POLITICS
20/08/2019 10:53 AM AEST | Updated 21/08/2019 9:24 PM AEST

Trump's Baseless Election Fraud Claim Zooms From 3 Million To 16 Million Votes

This time he says it's Google's fault. “My victory was even bigger than thought!” he gushed on Twitter after watching a report on Fox Business.

President Donald Trump has more than quintupled down on his baseless claims of shady voting to explain why he lost the popular vote to Democrat Hillary Clinton in 2016 — and this time he blamed Google.

Trump has repeatedly insisted — with no evidence — that 3 million (maybe as many as 5 million) votes were illegally cast by noncitizens. Three million happens to be close to Clinton’s popular vote margin over Trump. But now Trump is insisting that up to 16 million votes were manipulated by Google to Clinton’s benefit.

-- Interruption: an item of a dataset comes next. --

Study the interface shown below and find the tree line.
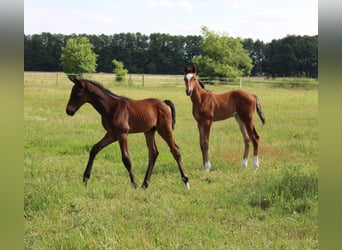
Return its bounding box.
[24,32,318,78]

“My victory was even bigger than thought!” he gushed on Twitter.

The claim comes just days after Ellen Weintraub, the chair of the Federal Election Commission, wrote a letter to the president telling him to shut up about his vote-fraud claims or come up with evidence that there’s any truth to them. Trump established an investigative panel on voter fraud to substantiate his claims in 2017, but it came up with nothing and disbanded.

Weintraub warned that Trump’s unsubstantiated claims undermine faith in the election system. She said she was using words a “former casino operator” could understand: “You need to lay your cards on the table — or fold.”

Instead of folding, Trump raised.

Trump’s new claim was apparently sparked by a Fox Business report Monday about psychologist Robert Epstein’s research. He recently testified before senators that his research has shown that Google’s search algorithms may have “impacted undecided voters in a way that gave at least 2.6 million votes to Clinton.” His study sample, however, involved just 95 voters, 21 of whom considered themselves undecided.

Google denied that its search algorithms are politically biased and has said that Epstein’s study methodology was fatally flawed.

“This researcher’s inaccurate claim has been debunked since it was made in 2016,” Google said in a statement to CNBC. “As we stated then, we have never re-ranked or altered search results to manipulate political sentiment.”